Csvkit

Latest version: v2.0.0

Safety actively analyzes 623642 Python packages for vulnerabilities to keep your Python projects secure.

Scan your dependencies

Page 1 of 5

2.0.0

-------------------

This is the first major release since December 27, 2016. Thank you to all :ref:`contributors<authors>`, including 44 new contributors since 1.0.0!

Want to use csvkit programmatically? Check out `agate <https://agate.readthedocs.io/en/latest/>`__, used internally by csvkit.

**BACKWARDS-INCOMPATIBLE CHANGES:**

- :doc:`/scripts/csvclean` now writes its output to standard output and its errors to standard error, instead of to ``basename_out.csv`` and ``basename_err.csv`` files. Consequently:

- The :code:`--dry-run` option is removed. The :code:`--dry-run` option changed error output from the CSV format used in ``basename_err.csv`` files to a prosaic format like ``Line 1: Expected 2 columns, found 3 columns``.
- Summary information like ``No errors.``, ``42 errors logged to basename_err.csv`` and ``42 rows were joined/reduced to 24 rows after eliminating expected internal line breaks.`` is not written.

- :doc:`/scripts/csvclean` no longer reports or fixes errors by default; it errors if no checks or fixes are enabled. Opt in to the original behavior using the :code:`--length-mismatch` and :code:`--join-short-rows` options. See new options below.
- :doc:`/scripts/csvclean` no longer omits rows with errors from the output. Opt in to the original behavior using the :code:`--omit-error-rows` option.
- :doc:`/scripts/csvclean` joins short rows using a newline by default, instead of a space. Restore the original behavior using the :code:`--separator " "` option.

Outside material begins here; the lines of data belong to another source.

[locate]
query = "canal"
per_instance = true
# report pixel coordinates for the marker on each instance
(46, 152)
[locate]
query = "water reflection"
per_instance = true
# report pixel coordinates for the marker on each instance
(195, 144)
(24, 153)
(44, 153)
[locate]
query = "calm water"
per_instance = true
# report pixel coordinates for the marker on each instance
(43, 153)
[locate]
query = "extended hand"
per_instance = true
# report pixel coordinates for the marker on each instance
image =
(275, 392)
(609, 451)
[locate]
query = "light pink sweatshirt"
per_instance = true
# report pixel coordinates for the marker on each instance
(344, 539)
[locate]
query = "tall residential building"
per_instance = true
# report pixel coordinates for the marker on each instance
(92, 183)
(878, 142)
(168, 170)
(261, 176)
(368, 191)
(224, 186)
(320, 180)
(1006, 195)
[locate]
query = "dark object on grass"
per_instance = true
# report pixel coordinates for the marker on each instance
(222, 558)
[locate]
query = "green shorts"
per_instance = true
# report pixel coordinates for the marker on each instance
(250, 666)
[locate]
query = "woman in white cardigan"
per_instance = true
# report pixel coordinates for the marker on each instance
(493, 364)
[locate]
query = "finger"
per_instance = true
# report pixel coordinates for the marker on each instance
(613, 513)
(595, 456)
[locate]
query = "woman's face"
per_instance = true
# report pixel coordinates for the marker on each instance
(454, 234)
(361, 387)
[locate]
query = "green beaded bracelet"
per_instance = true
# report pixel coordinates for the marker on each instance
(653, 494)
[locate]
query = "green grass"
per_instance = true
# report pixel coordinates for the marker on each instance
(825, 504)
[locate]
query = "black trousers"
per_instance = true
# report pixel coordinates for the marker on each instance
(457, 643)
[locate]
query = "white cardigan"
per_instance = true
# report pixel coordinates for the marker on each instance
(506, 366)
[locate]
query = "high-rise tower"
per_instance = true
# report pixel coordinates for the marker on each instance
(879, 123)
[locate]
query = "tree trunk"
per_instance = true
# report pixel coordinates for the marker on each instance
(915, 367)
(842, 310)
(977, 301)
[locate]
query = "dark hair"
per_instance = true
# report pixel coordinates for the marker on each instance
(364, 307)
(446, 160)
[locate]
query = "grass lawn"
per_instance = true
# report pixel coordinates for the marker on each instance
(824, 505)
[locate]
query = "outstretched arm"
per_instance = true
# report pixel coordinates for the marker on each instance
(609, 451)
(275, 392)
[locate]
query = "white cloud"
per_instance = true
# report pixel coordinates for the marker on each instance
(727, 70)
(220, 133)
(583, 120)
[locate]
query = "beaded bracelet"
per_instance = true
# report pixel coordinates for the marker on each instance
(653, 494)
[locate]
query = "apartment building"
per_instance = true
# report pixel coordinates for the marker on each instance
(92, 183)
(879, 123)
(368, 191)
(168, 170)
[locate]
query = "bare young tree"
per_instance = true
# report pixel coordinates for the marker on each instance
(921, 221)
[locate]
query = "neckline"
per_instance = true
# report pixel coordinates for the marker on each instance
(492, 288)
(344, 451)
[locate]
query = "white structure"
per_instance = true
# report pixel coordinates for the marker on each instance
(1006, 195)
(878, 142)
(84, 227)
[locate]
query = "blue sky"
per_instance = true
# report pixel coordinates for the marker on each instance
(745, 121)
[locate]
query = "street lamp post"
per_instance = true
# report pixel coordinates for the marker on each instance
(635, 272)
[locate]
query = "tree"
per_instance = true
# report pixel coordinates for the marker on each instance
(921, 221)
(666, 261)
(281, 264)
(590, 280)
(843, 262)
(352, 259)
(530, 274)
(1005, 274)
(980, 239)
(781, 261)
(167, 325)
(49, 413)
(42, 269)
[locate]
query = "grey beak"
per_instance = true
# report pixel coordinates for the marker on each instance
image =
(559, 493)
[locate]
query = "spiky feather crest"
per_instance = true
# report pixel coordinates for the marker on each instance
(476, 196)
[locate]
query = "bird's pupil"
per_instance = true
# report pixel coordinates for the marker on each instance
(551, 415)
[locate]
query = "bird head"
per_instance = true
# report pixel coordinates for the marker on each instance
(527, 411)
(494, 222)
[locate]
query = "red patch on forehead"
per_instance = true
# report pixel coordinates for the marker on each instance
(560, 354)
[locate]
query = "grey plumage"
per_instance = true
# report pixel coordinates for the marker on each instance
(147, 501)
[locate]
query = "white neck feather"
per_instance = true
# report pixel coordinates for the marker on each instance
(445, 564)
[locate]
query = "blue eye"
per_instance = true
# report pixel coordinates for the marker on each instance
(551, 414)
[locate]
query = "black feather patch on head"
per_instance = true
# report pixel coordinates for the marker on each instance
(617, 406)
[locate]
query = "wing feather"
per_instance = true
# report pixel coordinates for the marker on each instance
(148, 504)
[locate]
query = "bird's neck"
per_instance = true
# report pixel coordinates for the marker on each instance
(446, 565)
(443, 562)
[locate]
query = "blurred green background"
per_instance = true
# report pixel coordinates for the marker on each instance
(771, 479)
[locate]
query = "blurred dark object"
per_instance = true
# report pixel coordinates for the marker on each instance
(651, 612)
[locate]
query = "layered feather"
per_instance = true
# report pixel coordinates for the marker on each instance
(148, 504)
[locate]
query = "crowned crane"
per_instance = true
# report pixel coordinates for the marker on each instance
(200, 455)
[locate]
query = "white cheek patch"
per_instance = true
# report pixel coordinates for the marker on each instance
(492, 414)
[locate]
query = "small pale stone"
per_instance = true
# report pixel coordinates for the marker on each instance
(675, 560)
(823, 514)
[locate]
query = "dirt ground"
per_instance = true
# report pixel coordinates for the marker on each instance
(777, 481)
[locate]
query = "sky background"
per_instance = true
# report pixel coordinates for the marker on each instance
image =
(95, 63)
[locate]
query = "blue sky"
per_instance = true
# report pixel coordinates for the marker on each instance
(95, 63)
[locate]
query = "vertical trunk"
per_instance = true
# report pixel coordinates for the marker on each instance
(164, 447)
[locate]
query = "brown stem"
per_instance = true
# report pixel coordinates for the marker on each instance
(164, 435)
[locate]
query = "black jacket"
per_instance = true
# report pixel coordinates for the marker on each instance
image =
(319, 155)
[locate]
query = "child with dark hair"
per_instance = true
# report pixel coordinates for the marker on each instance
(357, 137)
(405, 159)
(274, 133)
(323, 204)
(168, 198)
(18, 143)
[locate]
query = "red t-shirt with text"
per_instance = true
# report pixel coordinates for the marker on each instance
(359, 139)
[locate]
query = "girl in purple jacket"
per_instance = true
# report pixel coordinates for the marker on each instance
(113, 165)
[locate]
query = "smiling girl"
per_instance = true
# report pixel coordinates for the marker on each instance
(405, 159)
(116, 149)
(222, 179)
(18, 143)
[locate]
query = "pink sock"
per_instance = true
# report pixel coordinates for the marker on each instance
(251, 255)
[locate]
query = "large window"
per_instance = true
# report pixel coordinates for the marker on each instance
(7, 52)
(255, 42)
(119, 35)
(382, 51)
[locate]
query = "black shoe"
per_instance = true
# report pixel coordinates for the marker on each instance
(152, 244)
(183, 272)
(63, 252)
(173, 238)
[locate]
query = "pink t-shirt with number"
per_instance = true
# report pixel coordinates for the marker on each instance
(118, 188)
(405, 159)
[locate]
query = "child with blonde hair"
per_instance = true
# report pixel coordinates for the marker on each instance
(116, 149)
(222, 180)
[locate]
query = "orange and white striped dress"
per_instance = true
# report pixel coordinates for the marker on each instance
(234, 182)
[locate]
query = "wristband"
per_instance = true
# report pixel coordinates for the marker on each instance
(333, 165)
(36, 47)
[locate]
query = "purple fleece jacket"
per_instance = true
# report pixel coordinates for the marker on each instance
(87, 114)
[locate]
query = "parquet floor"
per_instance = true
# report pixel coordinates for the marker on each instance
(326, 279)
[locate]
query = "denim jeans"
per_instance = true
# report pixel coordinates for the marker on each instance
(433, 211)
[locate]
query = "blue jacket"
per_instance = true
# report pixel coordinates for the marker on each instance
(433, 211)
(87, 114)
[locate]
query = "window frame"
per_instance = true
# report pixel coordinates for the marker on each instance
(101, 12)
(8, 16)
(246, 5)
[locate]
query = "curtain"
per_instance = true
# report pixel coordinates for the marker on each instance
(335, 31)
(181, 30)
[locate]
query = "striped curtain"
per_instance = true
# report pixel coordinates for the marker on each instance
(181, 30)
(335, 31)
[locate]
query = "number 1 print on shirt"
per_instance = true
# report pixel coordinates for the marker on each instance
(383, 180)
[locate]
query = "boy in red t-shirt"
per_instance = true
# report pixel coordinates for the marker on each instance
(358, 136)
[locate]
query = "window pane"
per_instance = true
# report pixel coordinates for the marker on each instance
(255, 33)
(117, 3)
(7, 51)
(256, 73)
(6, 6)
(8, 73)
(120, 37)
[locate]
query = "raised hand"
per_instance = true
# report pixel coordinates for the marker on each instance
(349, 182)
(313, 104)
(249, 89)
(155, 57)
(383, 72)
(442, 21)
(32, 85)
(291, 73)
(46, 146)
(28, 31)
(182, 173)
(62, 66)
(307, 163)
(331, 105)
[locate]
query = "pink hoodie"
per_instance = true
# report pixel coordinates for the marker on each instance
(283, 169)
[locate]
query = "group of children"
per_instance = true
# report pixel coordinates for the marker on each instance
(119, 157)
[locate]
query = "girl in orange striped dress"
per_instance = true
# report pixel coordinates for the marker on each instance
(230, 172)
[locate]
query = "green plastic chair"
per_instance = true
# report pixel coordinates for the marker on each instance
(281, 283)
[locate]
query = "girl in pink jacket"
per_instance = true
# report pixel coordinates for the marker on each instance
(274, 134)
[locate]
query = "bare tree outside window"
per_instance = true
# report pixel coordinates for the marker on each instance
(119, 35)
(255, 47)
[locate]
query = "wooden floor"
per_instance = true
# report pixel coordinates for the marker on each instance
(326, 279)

In brief, to restore the original behavior for :doc:`/scripts/csvclean`:

.. code-block:: bash

csvclean --length-mismatch --omit-error-rows --join-short-rows --separator " " myfile.csv

Other changes:

- feat: :doc:`/scripts/csvclean` adds the options:

- :code:`--length-mismatch`, to error on data rows that are shorter or longer than the header row
- :code:`--empty-columns`, to error on empty columns
- :code:`--enable-all-checks`, to enable all error reporting
- :code:`--omit-error-rows`, to omit data rows that contain errors, from standard output
- :code:`--label LABEL`, to add a "label" column to standard error
- :code:`--header-normalize-space`, to strip leading and trailing whitespace and replace sequences of whitespace characters by a single space in the header
- :code:`--join-short-rows`, to merge short rows into a single row
- :code:`--separator SEPARATOR`, to change the string with which to join short rows (default is newline)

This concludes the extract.